Cormanich Rodrigo A, Goodarzi Mohammad, Freitas Matheus P
Departamento de Química, Universidade Federal de Lavras, CP 3037, 37200-000 Lavras, MG, Brazil.
Chem Biol Drug Des. 2009 Feb;73(2):244-52. doi: 10.1111/j.1747-0285.2008.00764.x.
Inhibition of tyrosine kinase enzyme WEE1 is an important step for the treatment of cancer. The bioactivities of a series of WEE1 inhibitors have been previously modeled through comparative molecular field analyses (CoMFA and CoMSIA), but a two-dimensional image-based quantitative structure-activity relationship approach has shown to be highly predictive for other compound classes. This method, called multivariate image analysis applied to quantitative structure-activity relationship, was applied here to derive quantitative structure-activity relationship models. Whilst the well-known bilinear and multilinear partial least squares regressions (PLS and N-PLS, respectively) correlated multivariate image analysis descriptors with the corresponding dependent variables only reasonably well, the use of wavelet and principal component ranking as variable selection methods, together with least-squares support vector machine, improved significantly the prediction statistics. These recently implemented mathematical tools, particularly novel in quantitative structure-activity relationship studies, represent an important advance for the development of more predictive quantitative structure-activity relationship models and, consequently, new drugs.

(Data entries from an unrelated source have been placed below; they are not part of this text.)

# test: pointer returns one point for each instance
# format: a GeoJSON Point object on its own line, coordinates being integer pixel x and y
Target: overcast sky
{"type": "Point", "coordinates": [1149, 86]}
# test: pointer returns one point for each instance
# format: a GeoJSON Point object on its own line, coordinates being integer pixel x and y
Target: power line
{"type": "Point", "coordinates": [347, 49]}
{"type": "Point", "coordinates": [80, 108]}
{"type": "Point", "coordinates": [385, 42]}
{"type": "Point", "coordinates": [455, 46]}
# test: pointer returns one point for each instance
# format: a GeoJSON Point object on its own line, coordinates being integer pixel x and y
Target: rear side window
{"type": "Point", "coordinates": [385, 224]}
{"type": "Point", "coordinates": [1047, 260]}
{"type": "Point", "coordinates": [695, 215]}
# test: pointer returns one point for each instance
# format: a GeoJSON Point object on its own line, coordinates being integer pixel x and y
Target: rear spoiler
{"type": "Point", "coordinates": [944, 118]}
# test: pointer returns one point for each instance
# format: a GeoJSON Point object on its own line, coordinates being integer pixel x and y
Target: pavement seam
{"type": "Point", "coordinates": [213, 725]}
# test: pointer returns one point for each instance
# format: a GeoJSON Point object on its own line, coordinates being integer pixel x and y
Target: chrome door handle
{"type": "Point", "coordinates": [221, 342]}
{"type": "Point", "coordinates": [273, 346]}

抑制酪氨酸激酶WEE1是癌症治疗的重要一步。此前已通过比较分子场分析(CoMFA和CoMSIA)对一系列WEE1抑制剂的生物活性进行建模,但基于二维图像的定量构效关系方法已被证明对其他化合物类别具有高度预测性。这种称为应用于定量构效关系的多变量图像分析的方法在此处用于推导定量构效关系模型。虽然著名的双线性和多线性偏最小二乘回归(分别为PLS和N-PLS)仅能使多变量图像分析描述符与相应的因变量有合理的相关性,但使用小波和主成分排序作为变量选择方法,再结合最小二乘支持向量机,显著改善了预测统计结果。这些最近实施的数学工具,在定量构效关系研究中尤其新颖,代表了开发更具预测性的定量构效关系模型以及新药物方面的重要进展。